Comedic end of the world narratives have also arisen within the past several years—with a few more slated for 2013—and in Warm Bodies the humans have barricaded themselves behind walls in lone city. Julie’s father and commander of the humans (John Malkovich) has a chip on his shoulder, and Julie’s disappearance is worrying. The zombies are just as vulnerable as the humans, they are also terrorized by “boneys”, and advanced decomposed zombie that has be reduced solely to a skeleton.
Essentially, Warm Bodies is a tale of zombie rehabilitation. In the film, what separates zombies and humans is that zombies are unable to dream, feel warmth, bleed, and love. All these factors are dependent on the heart and brains, and the zombies lack the physical and emotional heart, and their brains are singling-minded: eat healthy brains. By providing affection and guidance, zombies can be rehabilitated, if only you can jump start their heart. Think of the Grinch’s heart growing three sizes. Cold, dead hearts lack the compassion to care, and their rapacious appetite for humans is based on their hunger to overwhelm the weak.
There is no way to separate the existence of the Edward in the Twilight series from Warm Bodies, except this film focuses on the dark comedic aspects, and does so rather well. Like most zombie films, there is something different in this world: the zombies are slowly evolving, and growing a heart. They also tend to taste memories since eating brain allows them to experience the memories of their victims. Whether the memories are tragic or euphoric, R admits in voiceover that the brains taste best, perhaps because their existence is ahistorical.

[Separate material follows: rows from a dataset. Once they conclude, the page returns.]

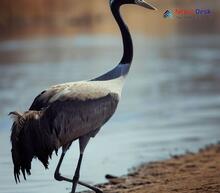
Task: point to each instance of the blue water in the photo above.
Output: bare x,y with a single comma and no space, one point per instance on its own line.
170,103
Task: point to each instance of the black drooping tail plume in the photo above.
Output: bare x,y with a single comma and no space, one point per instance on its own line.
31,138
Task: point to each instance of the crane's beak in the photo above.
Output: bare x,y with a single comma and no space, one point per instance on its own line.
142,3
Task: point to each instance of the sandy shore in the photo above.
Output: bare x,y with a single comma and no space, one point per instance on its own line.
190,173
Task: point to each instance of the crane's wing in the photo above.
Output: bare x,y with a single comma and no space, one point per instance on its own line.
42,100
83,90
72,118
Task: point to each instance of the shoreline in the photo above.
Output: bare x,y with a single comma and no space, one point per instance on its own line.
190,173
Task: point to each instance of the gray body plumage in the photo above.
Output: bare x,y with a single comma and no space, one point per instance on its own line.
70,111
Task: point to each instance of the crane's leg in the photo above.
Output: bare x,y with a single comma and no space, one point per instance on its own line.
57,175
83,141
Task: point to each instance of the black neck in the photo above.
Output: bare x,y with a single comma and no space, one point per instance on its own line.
126,36
123,67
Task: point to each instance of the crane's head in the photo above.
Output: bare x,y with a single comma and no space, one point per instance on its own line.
141,3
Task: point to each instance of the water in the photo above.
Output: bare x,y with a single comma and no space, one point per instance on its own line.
170,103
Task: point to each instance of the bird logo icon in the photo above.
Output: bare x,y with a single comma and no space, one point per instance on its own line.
168,14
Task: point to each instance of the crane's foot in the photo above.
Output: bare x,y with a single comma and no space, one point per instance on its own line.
95,189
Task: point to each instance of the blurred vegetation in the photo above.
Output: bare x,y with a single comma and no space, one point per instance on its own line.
25,18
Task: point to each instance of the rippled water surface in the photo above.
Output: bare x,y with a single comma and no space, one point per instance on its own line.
170,103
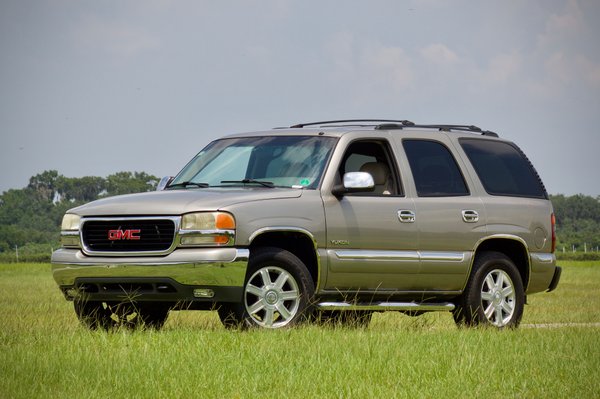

Warm Bodies is a comedy but its humor is sparse, mostly targeting younger female demographics. It lacks the organic self-awareness of Shaun of the Dead, except in the lengthy voiceovers provided by M, which cements the film’s perspective. The film also leans heavily on rock tunes from the 1980s, which perhaps helps the film retain its loose, light-hearted demeanor. There is nothing extraordinary about Warm Bodies as it sufficiently fills the role its premise has laid out.